Si vuole implementare e fornire una base operativa, solida, organizzata e aggiornata di informazioni e dati climatici necessari come punto di riferimento concreto e imprescindibile per l’adattamento al cambiamento climatico locale.

La resilienza urbana è strettamente connessa al clima della città e alla sua variabilità ed implica una capacità di adattamento e reazione proattiva al cambiamento a tutti i livelli della collettività. Il clima dell’area metropolitana milanese rispecchia e interagisce con la complessità del tessuto urbano e con gli usi/consumi energetici che la caratterizzano e che cambiano sempre più rapidamente. 

Enti locali, soggetti economici e cittadini giocano ruoli  importanti e diversificati: dal progettare e realizzare piani di intervento e regolamenti, al produrre beni e servizi, individuare e adottare comportamenti in grado di mitigare e, soprattutto, assorbire l’impatto ambientale derivante dalla somma delle modalità di antropizzazione locale del territorio e del surriscaldamento globale.

 

Manca però a tutt’oggi una strategia condivisa  per affrontare le problematiche a livello urbano.
Una strategia di adattamento importante e ritenuta sempre più indispensabile e complementare a quanto messo in campo a livello istituzionale riguarda la modalità di risposta alle sollecitazioni del cambiamento climatico da parte dei portatori di interesse diretti.

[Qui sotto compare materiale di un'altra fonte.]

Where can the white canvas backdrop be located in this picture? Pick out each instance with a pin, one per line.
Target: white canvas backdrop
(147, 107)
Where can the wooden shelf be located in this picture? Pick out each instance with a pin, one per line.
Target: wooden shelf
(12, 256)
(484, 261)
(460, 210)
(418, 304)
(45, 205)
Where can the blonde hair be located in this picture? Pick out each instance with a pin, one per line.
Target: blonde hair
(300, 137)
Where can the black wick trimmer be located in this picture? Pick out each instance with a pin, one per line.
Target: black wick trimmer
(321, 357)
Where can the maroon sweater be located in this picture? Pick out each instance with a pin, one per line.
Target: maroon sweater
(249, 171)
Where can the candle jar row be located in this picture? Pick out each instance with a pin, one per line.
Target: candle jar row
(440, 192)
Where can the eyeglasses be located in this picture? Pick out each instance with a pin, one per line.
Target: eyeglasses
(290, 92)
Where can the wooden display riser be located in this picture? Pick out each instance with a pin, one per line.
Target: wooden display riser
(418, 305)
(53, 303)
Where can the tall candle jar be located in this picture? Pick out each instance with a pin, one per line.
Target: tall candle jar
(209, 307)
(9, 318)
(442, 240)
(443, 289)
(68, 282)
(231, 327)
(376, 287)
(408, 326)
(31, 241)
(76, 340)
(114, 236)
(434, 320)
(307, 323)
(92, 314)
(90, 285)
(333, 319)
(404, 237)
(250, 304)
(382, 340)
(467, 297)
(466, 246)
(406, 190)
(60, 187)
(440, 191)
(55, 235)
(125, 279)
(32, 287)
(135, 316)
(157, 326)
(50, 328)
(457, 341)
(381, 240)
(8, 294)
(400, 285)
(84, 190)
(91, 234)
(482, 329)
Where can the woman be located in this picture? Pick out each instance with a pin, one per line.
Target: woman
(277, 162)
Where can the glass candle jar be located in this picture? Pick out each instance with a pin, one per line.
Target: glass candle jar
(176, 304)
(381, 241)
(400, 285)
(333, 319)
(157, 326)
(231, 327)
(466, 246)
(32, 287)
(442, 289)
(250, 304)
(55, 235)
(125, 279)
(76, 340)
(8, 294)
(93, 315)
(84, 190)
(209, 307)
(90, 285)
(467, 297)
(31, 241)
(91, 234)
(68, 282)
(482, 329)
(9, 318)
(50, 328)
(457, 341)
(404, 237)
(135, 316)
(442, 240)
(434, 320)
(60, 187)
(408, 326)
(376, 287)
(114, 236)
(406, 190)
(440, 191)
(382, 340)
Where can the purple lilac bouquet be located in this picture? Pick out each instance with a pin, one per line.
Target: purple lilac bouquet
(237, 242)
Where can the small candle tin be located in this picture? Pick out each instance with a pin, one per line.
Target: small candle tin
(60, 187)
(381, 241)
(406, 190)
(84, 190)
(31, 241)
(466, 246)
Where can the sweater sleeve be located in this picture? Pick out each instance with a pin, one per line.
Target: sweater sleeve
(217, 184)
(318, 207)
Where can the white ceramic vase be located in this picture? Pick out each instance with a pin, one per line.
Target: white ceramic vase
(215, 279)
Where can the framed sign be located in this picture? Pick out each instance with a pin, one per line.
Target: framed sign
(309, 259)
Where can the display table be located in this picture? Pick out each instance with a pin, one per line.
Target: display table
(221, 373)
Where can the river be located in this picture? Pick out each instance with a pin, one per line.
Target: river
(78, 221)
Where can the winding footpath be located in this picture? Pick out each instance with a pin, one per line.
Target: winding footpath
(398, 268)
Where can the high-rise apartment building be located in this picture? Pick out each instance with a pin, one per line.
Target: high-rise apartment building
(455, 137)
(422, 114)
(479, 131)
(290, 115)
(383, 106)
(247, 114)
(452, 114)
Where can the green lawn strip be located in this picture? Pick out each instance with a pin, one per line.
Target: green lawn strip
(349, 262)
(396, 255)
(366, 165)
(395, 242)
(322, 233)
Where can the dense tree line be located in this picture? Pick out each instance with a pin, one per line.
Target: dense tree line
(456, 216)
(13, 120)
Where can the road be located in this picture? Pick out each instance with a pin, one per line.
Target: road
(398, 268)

La capacità di lettura e comprensione della complessità climatica urbana deve costituire un incentivo alla divulgazione e all’aggiornamento professionale continuo.
Rendere consapevole del fenomeno e delle responsabilità specifiche la comunità, intesa come operatori economici e cittadini/consumatori finali è considerata infatti la prima strategia di adattamento al cambiamento climatico “dal basso”.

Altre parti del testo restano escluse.